One of the primary objectives of the Trump administration’s (trade) policies is to become less dependent on China, but policy implementation is poorly aligned with overall goals and too erratic. The trade war hurts everyone, but it hurts the US more than other major economic players. The price of China-decoupling is higher than just inflation: the US risks losing control of the global financial system, ABN AMRO’s economist Rogier Quaedvlieg notes.
US risks financial dominance in pursuit of manufacturing
“Trump and his advisors have at different times raised three apparent goals of this trade war: reshoring manufacturing, raising revenue to decrease the deficit, and getting better (trade) deals. If the aim is to bring back manufacturing to the US through tariff policy, you’d want to offer clear incentives for firms to invest. The Trump administration has done the opposite, with erratic, rapid policy changes, frequent reversals and delays.”
“Recent developments point toward growing evidence that the US’s major trading partners, and particularly China, have the upper hand.
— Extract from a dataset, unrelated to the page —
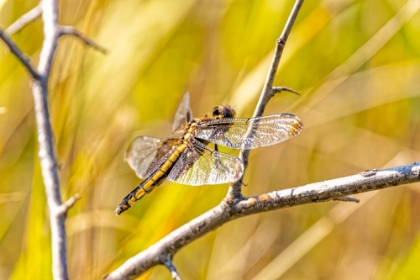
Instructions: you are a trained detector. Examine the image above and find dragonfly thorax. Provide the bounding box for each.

Most of the recent changes in tariff policy were undoing previously applied tariffs – forced by financial (in particular Treasury) markets – and the fear of an inflation shock in consumer goods. China retaliated because it believed it would hurt the US more than itself.”
“Finally, while China controls global manufacturing, the US controls the global financial system. In trying to bring back manufacturing, and reducing its dependence on China, the US is destroying its reputation and risks losing its dominance of the financial system, perhaps even to China. Tariffs can be unwound quickly, but regaining the world’s trust will take much longer.”